Spoke with ERE’s Thursday Keynote Speaker, Dr. Tim Butler of Harvard after his morning talk. Maslow lives!
“The Art of Retaining Your Best People” revolved around identifying an organization’s most valued employee(s) and understanding the elements of their most imbedded motivations to be committed to an organization. In a nutshell, recruiters are just at the tip of the career development iceberg in most organizations.
One interesting claim by
Butler is that in companies who do “get it”, the leaders recognize that people who leave are often those whom the company may do business with in the future. As a result, it is vitally important to have maintained a strong nexus between the employee and their career development goals. Not brain surgery but consider how many companies “write off” someone who leaves without realizing that the exiting employee may experience substantial personal and professional growth – and come back to haunt everyone who spoke negatively of them.
Consider the plight of employees today… They’re asking themselves: Who really cares for me? How many times have I sat with someone and had a talk about me? How does a recruiter propose to sell an organization to a candidate only for the candidate to discover that the reality of engagement is at most a once a year performance review – probably a bad one – with their manager.
I asked Tim what questions would he have enjoyed asking the audience.
- Where do you see yourself in 3-4 years and is your company going to help you get there?
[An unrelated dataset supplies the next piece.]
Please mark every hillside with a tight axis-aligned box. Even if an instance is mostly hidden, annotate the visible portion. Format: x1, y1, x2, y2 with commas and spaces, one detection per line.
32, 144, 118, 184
- Does your company have a fully developed career development program for most employees with fully engaged managers?
- Do you talk about career development in your company to people you recruit?
Finally, what did Tim hope recruiters would take away with them?
- For one, there’s a substantial personal element for each recruiter – after all, they are involved in the equation of career development of all hires.
- Two, that recruiters should be actively connected with the career development and be part of the discussions.
- Three, that recruiters are the sales reps behind the organization’s human capital improvement initiatives.